On the last point, Mr. Putin seemed to be succeeding in some
quarters. Oleg Lyashko, the leader of the Radical Party, which is part of the
majority coalition in Ukraine’s Parliament, said that Mr. Poroshenko had made
overly steep concessions to Mr. Putin that he described as a ticking “time
bomb” that would give Russia a premise for resuming hostilities in the east.
“Let them bite your
finger, they will bite your whole hand, and then your head,” Mr. Lyashko told
colleagues. “This is a well-known folk wisdom.”
In Artemivsk, a woman and a 7-year-old child were killed
Friday afternoon whencluster munitions hit a neighborhood, exploding in rapid
cadence and leaving behind piles of shattered glass, sagging electrical wires
and residents standing about in horrified awe. In the hospital courtyard,
ambulance crews hurriedly wheeled about bloodied, freshly wounded soldiers.
Medical helicopters buzzed in and out through the day. At a school, teachers
herded children indoors when the booms of artillery started rattling windows.
“I don’t know what happened,” Alla G. Neschadym, a nurse at
the Artemivsk Central Regional Hospital, said in an interview about the battle
that she said began late Thursday afternoon. “But I saw the results. The
wounded came in all night long.”
The casualties flowed in from positions along the road.

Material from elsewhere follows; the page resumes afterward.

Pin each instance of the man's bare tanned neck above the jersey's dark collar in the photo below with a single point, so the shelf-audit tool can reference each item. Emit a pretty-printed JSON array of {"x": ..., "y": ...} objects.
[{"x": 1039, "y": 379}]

Soldiers were wounded by shrapnel from mortar rounds and rockets, from gunfire
and in explosions when their vehicles hit mines.

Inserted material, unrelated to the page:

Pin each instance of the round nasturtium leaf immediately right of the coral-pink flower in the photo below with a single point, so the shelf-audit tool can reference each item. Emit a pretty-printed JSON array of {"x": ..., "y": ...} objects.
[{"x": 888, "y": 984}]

In one explosion, one soldier suffered damage to both eyes
and “will probably be blind,” Ms. Neschadym said.
From Jan. 6 until Feb. 11, she said, the hospital treated
1,004 wounded soldiers. Overnight Thursday to Friday after the cease-fire
signing, doctors treated 97 wounded soldiers in a frantic, bloody scene. By
Friday, most of the wounded had been evacuated to the west, but a stack of
bloody stretchers remained in the hospital hallway.
In Moscow, the office of Mr. Putin endorsed the cease-fire,
while trying to distance the Kremlin from enforcing it.

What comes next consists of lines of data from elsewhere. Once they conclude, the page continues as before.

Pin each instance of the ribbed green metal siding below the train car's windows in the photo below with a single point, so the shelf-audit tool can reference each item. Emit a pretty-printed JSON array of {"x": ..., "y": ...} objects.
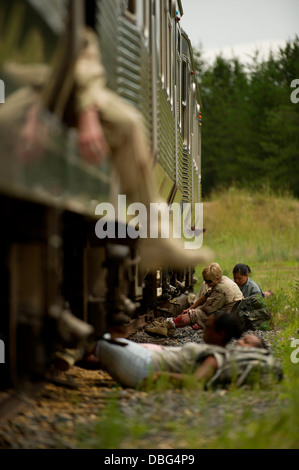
[{"x": 128, "y": 65}]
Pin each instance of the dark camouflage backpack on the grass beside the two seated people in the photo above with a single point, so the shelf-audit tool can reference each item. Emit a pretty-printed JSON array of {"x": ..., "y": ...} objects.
[{"x": 252, "y": 311}]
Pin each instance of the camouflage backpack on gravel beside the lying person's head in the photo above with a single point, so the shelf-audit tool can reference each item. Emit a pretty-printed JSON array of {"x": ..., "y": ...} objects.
[{"x": 247, "y": 366}]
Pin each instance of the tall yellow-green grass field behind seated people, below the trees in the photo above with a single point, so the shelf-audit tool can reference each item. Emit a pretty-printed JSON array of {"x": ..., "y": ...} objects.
[{"x": 256, "y": 228}]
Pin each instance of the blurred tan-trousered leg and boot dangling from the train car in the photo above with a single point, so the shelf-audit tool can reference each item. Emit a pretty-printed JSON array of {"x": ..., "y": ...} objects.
[{"x": 126, "y": 137}]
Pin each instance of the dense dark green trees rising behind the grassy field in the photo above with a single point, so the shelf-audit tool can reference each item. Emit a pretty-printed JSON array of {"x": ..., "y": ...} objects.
[{"x": 250, "y": 120}]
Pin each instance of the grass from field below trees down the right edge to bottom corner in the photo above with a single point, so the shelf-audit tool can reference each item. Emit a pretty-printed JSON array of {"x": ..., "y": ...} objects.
[{"x": 262, "y": 230}]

Dmitry S. Peskov, the spokesman for Mr. Putin, said that
signing the cease-fire plan made Russia one of its guarantors, but repeated the
standard Kremlin position that it could not affect developments on the ground.
“Russia is not a party which implements this set of
measures,” Mr. Peskov was quoted as saying by RIA-Novosti, a state-run news
agency. “We simply cannot do this physically, because Russia is not a
participant in this conflict.”
Andrew E. Kramer reported from Artemivsk, and Michael R.
Gordon from Washington. David M. Herszenhorn contributed reporting from Moscow.